The Chapman Report (1962)

(On Cable TV, February 2020) Expectations are a dangerous thing, especially when we’ve been conditioned by later movies to assume a certain style or tone given plot summaries. Considering the spate of 1960s sex comedies exploring the loosened mores of mainstream America, you would be more than forgiven for thinking that The Chapman Report, revolving as it does around academics researching the sexual habits of average Americans, would be a silly farce. Something light and perhaps naughty, if dozens of later movies are any guide. But light and naughty are exactly what it is not: This is an early-1960s movie that clearly shows signs of being stuck in the 1950s—from the opening few minutes, it’s clear that this will be an earnest drama about characters coping with sexual permissiveness and how it can ruin their lives. As our sex researchers become entangled with their volunteer subjects, the heavy relationship drama becomes increasingly suffocating. Even on those terms, it becomes long, turgid and so incredibly dull that I had to make a conscious effort to remember why I had recorded it—because it’s from director George Cukor, far better known for his Classic Hollywood lighthearted comedies.
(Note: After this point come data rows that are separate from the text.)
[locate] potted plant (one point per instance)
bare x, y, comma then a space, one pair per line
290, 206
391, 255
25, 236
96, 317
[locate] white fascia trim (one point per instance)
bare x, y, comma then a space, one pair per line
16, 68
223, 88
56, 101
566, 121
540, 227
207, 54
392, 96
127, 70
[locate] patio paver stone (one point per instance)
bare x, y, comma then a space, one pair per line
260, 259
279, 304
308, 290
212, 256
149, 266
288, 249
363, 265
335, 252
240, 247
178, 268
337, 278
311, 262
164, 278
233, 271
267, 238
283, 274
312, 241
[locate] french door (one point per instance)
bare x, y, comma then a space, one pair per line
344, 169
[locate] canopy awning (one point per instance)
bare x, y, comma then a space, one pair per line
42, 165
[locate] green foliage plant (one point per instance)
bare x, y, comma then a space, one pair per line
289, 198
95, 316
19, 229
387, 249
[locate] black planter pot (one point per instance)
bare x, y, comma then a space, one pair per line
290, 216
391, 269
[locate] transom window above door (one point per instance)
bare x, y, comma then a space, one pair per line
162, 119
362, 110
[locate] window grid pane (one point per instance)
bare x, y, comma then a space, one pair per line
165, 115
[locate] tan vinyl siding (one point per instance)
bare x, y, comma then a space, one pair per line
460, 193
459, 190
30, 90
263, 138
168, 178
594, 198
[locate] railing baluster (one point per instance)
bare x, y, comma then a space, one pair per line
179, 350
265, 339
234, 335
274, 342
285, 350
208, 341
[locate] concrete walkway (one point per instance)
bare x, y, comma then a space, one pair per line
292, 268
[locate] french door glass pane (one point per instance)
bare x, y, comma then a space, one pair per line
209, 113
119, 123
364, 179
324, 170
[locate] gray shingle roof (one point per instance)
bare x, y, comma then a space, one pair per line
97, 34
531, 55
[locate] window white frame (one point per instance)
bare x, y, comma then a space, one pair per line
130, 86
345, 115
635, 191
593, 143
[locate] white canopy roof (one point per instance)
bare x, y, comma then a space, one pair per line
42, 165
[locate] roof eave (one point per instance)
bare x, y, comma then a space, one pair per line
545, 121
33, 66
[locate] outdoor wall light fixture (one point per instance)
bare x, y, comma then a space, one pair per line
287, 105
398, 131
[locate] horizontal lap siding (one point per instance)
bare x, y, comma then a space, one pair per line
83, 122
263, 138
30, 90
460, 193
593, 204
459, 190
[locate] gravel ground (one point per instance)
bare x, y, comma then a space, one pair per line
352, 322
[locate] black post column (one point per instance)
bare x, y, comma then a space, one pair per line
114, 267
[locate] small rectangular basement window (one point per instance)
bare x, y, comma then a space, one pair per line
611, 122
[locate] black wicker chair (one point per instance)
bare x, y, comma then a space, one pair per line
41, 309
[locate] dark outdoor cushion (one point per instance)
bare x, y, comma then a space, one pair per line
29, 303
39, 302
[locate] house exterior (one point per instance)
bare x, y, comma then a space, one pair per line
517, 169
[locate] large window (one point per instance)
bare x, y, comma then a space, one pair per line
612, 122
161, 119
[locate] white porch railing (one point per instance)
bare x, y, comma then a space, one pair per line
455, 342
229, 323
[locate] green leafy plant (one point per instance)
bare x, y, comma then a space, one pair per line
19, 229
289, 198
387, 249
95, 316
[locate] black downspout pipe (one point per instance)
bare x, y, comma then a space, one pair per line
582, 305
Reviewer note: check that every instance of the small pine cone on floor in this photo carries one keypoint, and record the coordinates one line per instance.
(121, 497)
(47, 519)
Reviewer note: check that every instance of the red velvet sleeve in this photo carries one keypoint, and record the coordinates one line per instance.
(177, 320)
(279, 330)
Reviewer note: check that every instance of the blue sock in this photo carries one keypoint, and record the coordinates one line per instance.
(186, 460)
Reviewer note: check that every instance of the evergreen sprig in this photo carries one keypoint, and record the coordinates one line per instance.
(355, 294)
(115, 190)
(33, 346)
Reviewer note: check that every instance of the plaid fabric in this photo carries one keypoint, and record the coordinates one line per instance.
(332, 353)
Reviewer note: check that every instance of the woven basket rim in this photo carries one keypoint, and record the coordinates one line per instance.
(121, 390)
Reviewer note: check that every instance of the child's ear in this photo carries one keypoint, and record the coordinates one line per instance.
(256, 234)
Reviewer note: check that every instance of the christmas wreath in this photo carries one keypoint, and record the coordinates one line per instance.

But 1960s Cukor wasn’t as nimble at 1930s Cukor—his growing misanthropy is reflected in the high-contrast colour cinematography, with entire character’s clothing disappearing in the deep blacks of the background. It’s essential to remind ourselves that The Chapman Report was daringly made for an audience still tittering uncomfortably over the Kinsey Report on human sexuality (obviously the inspiration for the film)—it’s almost inevitable that the film would become abnormally boring to today’s far more sophisticated audiences. It certainly doesn’t help that the film is far more analytical than emotional, putting an atmosphere of dishonesty over something that could have been animated by honest emotions. (There are far more restrained movies from the Hays Code that are more heartfelt than this one, and much of it has to do with real emotions being used rather than couching it in quasi-legal dramatic analysis.) Ah well—I didn’t expect all Cukor movies to be worth my time, but The Chapman Report is particularly disappointing.